Vernissage am Salon de Paris 1890. Zeichnung von Jean-André Rixens.
Vernissage am Salon de Paris 1890. Zeichnung von Jean-André Rixens. Wikimedia
1869 schafft Marcello die Pythia, die im folgenden Jahr am Salon von Paris ausgestellt wird. Der Architekt Charles Garnier wählt dieses Meisterwerk als Schmuck für die neue Oper aus, die 1875 eröffnet und nach seinem Namen benannt wird. Für ihre an der Weltausstellung von 1873 ausgestellten fünf Büsten erhält sie eine Medaille. In jener Zeit wendet sich Adèle der Malerei zu, die körperlich weniger anspruchsvoll ist und sich für ihre bereits zerbrechliche Gesundheit besser eignet. Sie ist Schülerin von Ernest Hébert in der Villa Medici, wo sie auch mit den Komponisten Charles Gounod und Franz Liszt verkehrt, und später von Léon Bonnat in Paris. Das von Marcello für den Salon von 1874 eingereichte Gemälde wird jedoch zurückgewiesen, was sie zutiefst verletzt. Im folgenden Jahr malt sie das Portrait de Berthe Morisot.
Portrait von Adèle d’Affry, gemalt von Gustave Courbet, 1870.
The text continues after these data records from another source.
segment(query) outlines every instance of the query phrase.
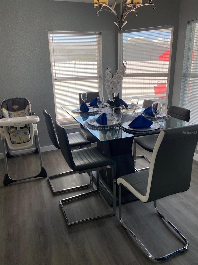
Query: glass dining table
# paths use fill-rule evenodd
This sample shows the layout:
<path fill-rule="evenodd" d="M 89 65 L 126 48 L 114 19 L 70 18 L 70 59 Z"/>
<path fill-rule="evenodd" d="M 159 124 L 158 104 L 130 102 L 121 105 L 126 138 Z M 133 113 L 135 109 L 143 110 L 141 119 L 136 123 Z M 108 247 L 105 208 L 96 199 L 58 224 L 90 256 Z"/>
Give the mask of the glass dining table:
<path fill-rule="evenodd" d="M 106 155 L 116 162 L 116 179 L 135 172 L 132 149 L 134 137 L 159 133 L 164 129 L 191 125 L 189 122 L 164 113 L 158 118 L 159 123 L 154 123 L 150 127 L 133 129 L 129 127 L 129 124 L 138 115 L 142 114 L 143 109 L 136 110 L 136 114 L 134 116 L 133 109 L 129 107 L 123 110 L 119 125 L 120 129 L 118 130 L 115 129 L 116 122 L 113 116 L 112 109 L 107 104 L 105 104 L 102 110 L 102 112 L 107 113 L 108 123 L 106 126 L 101 126 L 96 121 L 96 119 L 101 114 L 99 114 L 99 110 L 97 108 L 90 107 L 88 112 L 81 112 L 79 107 L 71 109 L 68 107 L 64 106 L 61 107 L 79 122 L 84 130 L 85 130 L 94 135 L 97 146 Z M 154 119 L 154 117 L 143 115 L 151 120 Z M 113 185 L 111 172 L 106 170 L 102 171 L 100 176 L 102 184 L 101 192 L 111 205 Z M 122 191 L 122 194 L 123 203 L 136 199 L 126 189 L 123 192 Z"/>

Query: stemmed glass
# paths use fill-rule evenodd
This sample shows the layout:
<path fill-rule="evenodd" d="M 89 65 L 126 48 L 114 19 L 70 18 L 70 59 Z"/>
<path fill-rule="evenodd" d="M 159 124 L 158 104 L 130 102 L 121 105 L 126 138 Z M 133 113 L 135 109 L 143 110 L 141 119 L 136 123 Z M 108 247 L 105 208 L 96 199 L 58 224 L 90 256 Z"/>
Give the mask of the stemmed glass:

Portrait von Adèle d’Affry, gemalt von Gustave Courbet, 1870. Musée des beaux-arts, Reims
Während der Belagerung von Paris 1870–1871 flieht Adèle in die Schweiz und gewährt Gustave Courbet Zuflucht, einem Vertreter des Realismus, von dem sie sich hat porträtieren lassen. In seinem Atelier im Schloss von Givisiez wird sie auch vom befreundeten Georges Clarin porträtiert. Sie weigert sich hingegen, für den Maler Édouard Manet Modell zu stehen, weil sie die Skandale fürchtet, die ihn immer wieder begleiten. Dafür lässt sie sich von ihrem Freund Édouard-Théophile Blanchard malen. Adèle erliegt im Juli 1879 im Alter von 43 Jahren der Tuberkulose und hinterlässt mehrere Werke von hoher Qualität, unvollendete Memoiren sowie das Andenken an eine talentierte Künstlerin, eine mondäne und intellektuelle Herzogin ohne Ehegatten.